The defendant advances an alternative claim for classification of the importation pursuant to item 685.50 providing for “other” articles and combinations of articles of the type named in the above-quoted heading. This claim fails for the basic reason that a tape player is not an article described in the aforementioned, heading. Since item 685.50 covers articles or combinations of articles only by reference to those described in the heading, it cannot logically be said to cover combination articles, one significant element of which is not within the scope of the descriptive language of the heading.

' Defendant points out that, although tape players are not provided for by name in the superior heading under discussion, they perform *189one function which, is identical to that performed by a tape recorder; namely, that of playing material recorded on magnetic tape. I cannot, however, accept the reasoning by which this identity of a single function is sufficient to bring the tapé player within the “ambit” of the heading. The ambit of this provision is no greater than the ambit of its language. In other words, I fail to see how the “ambit” of a provision which covers certain named articles or combinations thereof can be greater than the individual “ambits” of the articles it names or their possible combinations. To say that the combination articles which may be covered by these provisions are more varied than the combinations obtainable from the articles in the superior heading, offends my sense of mathematics which says that the whole cannot be greater than the sum of its parts. Also offended is rule 10(c) (i) of the tariff schedules general interpretative rules which provides that a superior heading cannot be enlarged by inferior headings indented under it.
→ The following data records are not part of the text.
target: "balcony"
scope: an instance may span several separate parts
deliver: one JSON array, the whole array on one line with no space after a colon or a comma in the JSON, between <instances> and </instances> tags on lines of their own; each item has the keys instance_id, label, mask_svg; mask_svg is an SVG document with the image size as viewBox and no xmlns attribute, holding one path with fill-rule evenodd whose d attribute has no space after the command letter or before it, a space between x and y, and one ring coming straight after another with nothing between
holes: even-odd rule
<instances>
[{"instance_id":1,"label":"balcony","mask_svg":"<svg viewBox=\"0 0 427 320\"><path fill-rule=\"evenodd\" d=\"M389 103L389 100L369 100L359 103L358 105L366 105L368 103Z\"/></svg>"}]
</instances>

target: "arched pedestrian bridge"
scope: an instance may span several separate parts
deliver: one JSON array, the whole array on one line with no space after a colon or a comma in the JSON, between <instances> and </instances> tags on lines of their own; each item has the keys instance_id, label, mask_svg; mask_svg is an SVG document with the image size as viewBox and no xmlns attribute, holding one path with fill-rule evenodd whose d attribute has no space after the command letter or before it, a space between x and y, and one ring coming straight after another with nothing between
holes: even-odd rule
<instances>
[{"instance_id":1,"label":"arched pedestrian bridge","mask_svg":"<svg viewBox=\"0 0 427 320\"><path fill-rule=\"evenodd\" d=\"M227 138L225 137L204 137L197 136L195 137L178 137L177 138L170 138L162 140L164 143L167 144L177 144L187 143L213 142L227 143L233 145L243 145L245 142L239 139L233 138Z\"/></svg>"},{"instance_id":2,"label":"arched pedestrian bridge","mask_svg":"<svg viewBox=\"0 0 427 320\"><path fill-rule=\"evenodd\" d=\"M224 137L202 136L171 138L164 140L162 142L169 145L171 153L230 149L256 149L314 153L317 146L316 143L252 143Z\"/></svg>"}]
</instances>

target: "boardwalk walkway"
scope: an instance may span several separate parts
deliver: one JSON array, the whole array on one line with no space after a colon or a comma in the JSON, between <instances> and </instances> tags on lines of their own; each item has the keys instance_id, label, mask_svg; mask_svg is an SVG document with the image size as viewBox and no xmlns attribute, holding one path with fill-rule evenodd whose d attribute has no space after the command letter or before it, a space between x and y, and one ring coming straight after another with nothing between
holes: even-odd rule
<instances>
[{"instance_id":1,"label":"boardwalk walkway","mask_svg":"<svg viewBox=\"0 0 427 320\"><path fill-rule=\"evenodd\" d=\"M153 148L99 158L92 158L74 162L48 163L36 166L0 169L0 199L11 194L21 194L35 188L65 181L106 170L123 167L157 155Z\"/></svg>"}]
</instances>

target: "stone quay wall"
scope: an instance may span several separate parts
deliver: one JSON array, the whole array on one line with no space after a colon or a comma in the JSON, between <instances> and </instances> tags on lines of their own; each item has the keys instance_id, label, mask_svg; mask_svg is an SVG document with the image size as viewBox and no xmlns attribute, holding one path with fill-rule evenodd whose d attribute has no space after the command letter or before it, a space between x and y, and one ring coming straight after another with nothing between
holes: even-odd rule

The articles named in the superior heading are not given as clarifying examples of a general type, i.e., exemplars. They are the descriptions and names of the dutiable articles themselves. Articles which are not named or described are not included either directly or in combination. The tape player is not a tape recorder by any stretch of meaning or of the imagination and this is conceded by defendant. A combination in which a tape player is present as an obviously important segment is therefore not a combination envisioned by the provisions under which the importation was classified or under which the defendant makes its alternative claim. Contrary to defendant’s argument, I do not discern a general congressional intention to include all varieties of magnetic tape media in these provisions. The plain meaning of the language of the superior heading simply does not permit so broad an interpretation.

I note in passing defendant’s contention that the word “phonographs” used in the superior heading may be construed to describe a tape player. Although there may be sources which use this word to describe any device which reproduces sound, it is a very loose usage and definitely incorrect in this context.

Turning to plaintiff’s first claim, I find merit in the contention that the importation is properly classifiable pursuant to the provision for “machines not specially provided for” in item 678.50. The imported article has considerable mechanical content and the testimony establishes to my satisfaction that the mechanical nature of the importation is sufficient to constitute it a machine within the common meaning of that term. In its completed form the tape player portion acts mechanically on the tape cartridges inserted into it; the record player acts on the records with a high degree of mechanical complexity. The radio contains important mechanical elements. Considered as a whole the nature and function of this article conforms to my understanding *190of the term machine. See, Trans Atlantic Co. v. United States, 54 CCPA 75, C.A.D. 909 (1967). In sum, the most specific classification to which this article can be subjected is one which is based on its being a machine for the reception and reproduction of sound.

In consequence, plaintiff’s alternative claim for classification pursuant to item 688.40, as modified by T.D. 68-9, as .electrical articles, and parts not specially provided for, need not be discussed.

Judgment will be entered accordingly.